In addition to its versions for Windows and Mac, Google has launched a Linux version of Google Desktop. The application lets users search both the Web and their own PC hard drive for Gmail, Web history, music, photos and other files.

Google Pushes Desktop Into Linux Territory

"Since some Linux users are program developers, Google Desktop was designed with the ability to search source codes and information contained in .pdf, .ps, .man and .info documents," noted Mendel Chuang, Google product marketing manager.

Once a user installs Google Desktop, it begins indexing the files that are already on the PC. Once complete, a Google Desktop search will yield similar results to a Google Web search -- a file name followed by brief snippets with search terms highlighted.

No Gadgets Yet

Google Desktop for Linux is a beta right now, and it doesn't yet include the Gadget and Sidebar features available for Windows users.

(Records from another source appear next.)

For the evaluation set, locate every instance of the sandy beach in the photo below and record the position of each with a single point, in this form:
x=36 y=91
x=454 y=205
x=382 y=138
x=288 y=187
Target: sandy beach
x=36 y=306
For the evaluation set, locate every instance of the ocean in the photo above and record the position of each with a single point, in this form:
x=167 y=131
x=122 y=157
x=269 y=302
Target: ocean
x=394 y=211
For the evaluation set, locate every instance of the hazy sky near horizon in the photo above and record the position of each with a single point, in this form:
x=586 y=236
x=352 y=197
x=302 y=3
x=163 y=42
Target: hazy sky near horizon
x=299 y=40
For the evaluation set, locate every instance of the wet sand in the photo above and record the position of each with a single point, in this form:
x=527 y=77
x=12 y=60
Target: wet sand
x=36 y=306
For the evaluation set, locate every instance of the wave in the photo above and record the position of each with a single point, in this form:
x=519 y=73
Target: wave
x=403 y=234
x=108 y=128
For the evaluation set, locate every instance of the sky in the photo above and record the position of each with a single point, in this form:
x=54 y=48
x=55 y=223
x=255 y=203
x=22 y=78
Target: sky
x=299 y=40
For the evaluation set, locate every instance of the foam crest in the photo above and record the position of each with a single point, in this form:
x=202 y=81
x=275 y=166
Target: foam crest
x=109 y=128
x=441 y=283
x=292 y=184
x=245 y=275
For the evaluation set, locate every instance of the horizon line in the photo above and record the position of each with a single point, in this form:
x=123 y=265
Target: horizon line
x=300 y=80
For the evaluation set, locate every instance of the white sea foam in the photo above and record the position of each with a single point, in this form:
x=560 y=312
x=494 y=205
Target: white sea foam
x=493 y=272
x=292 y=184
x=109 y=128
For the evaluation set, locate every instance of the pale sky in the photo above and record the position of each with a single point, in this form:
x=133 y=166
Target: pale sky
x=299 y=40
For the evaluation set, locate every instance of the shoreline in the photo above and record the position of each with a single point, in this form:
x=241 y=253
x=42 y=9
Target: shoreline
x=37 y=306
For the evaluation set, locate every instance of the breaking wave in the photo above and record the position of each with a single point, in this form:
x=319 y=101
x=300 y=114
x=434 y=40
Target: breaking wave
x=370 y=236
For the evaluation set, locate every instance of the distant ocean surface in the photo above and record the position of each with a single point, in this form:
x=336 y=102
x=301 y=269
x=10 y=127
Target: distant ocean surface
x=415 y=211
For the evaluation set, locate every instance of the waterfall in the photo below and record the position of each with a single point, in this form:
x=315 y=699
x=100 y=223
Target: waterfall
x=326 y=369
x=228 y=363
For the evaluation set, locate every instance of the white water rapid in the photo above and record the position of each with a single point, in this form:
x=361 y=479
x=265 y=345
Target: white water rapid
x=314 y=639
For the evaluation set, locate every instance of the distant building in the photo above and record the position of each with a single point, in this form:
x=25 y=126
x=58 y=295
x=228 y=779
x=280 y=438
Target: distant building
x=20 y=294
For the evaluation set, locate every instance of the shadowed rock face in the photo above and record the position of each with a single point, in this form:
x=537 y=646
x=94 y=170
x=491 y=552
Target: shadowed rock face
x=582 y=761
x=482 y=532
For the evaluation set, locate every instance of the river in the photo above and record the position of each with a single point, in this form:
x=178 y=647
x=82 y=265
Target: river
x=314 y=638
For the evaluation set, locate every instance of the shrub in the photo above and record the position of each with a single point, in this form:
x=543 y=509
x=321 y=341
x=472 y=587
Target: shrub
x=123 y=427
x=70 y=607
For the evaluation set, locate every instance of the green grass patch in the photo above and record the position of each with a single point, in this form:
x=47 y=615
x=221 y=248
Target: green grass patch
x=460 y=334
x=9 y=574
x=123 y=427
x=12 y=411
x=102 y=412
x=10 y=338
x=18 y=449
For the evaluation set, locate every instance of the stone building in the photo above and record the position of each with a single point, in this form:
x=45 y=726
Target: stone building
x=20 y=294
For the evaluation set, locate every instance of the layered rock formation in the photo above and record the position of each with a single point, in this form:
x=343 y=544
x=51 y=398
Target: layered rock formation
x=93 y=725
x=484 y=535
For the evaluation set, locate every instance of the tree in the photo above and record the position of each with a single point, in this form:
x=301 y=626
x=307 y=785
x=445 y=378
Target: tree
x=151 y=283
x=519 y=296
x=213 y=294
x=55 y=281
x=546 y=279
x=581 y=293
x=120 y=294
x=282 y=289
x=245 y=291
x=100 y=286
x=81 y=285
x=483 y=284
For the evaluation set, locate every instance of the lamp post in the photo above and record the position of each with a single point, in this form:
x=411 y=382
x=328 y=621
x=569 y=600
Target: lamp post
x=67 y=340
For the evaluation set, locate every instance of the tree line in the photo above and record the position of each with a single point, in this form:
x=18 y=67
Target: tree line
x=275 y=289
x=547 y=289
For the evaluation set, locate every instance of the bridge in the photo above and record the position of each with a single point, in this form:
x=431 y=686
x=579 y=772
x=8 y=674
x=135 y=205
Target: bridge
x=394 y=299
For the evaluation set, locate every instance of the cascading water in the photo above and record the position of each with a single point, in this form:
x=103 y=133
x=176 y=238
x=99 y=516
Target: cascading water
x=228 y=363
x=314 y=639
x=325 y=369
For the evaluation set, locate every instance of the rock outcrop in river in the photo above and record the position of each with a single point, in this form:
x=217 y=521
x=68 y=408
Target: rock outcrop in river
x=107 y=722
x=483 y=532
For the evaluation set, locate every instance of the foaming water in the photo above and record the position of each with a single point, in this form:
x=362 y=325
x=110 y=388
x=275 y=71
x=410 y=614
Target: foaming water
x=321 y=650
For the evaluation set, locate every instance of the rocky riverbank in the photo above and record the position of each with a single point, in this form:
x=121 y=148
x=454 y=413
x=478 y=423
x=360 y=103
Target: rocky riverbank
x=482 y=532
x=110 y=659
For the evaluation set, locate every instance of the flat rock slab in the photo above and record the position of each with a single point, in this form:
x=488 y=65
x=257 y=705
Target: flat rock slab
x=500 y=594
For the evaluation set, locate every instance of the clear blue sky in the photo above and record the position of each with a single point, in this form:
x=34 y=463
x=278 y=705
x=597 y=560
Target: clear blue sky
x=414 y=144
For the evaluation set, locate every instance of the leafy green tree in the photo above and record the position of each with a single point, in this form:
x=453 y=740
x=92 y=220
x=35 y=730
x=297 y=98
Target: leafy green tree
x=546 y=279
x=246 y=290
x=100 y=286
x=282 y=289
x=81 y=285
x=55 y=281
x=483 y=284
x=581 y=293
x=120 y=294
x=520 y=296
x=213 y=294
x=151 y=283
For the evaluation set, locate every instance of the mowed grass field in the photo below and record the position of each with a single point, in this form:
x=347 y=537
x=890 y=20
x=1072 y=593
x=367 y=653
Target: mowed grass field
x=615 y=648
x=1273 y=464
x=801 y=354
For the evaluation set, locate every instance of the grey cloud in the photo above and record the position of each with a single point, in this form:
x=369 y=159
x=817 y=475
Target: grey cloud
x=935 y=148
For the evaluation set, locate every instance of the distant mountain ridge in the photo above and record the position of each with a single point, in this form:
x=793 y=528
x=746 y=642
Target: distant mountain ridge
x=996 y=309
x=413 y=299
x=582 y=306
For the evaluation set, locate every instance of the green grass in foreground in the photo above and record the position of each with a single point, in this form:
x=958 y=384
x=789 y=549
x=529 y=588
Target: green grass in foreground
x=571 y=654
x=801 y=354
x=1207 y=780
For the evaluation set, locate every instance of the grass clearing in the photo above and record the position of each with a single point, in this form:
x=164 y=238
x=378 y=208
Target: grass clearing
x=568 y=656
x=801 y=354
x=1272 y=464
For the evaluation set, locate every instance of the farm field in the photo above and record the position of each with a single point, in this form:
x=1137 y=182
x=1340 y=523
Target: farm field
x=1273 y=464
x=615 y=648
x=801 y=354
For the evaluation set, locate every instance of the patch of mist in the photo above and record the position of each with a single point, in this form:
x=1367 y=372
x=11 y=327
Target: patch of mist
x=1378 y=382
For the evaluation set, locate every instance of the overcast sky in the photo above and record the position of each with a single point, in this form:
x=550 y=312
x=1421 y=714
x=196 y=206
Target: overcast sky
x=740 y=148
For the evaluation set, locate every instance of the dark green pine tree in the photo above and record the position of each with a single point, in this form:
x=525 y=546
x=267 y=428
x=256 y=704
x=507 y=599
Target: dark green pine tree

Gadgets are small applications that anyone can build or download from Google. Examples include music players, clocks, calendars, RSS feeds, weather reports, translators, to-do lists, horoscopes and other useful or time-killing apps. The Sidebar organizes the Gadgets in a vertical control panel on the desktop.

Developed out of Google's Beijing office, Google Desktop for Linux is available in English, French, Italian, German, Spanish, Portuguese, Dutch, Chinese, Japanese and Korean.

Google Desktop for Linux will run on Debian 4.0, Fedora Core 6, Ubuntu 6.10, Suse 10.1 and Red Flag 5, but it also requires an x86 processor.

The Bigger Picture

"The main thing to keep an eye on here is figuring out if Google is pulling together all of its properties, applications, and other assets into a some sort of grand plan," Michael Coté, a RedMonk analyst, told LinuxInsider.

"Google Apps has rapidly shown that there's more coordination going on at Google than people had perceived in the past. Tighter integration between Google Apps, access to a user's desktop, and offline access facilitated by Google Gears has the makings of, for one thing, offering an Office competitor that wins on simple and cheap vs. feature-full and expensive," he explained.

"But, the question is always if Google cares about pursuing that vision and revenue-gamble, which their public comments always seem to flippantly dismiss," Coté added.

Of course, Google says its mission is "to organize the world's information and make it universally accessible and useful," which gives it plenty of leeway. For now, Linux users get to Google their hard drives along with everyone else.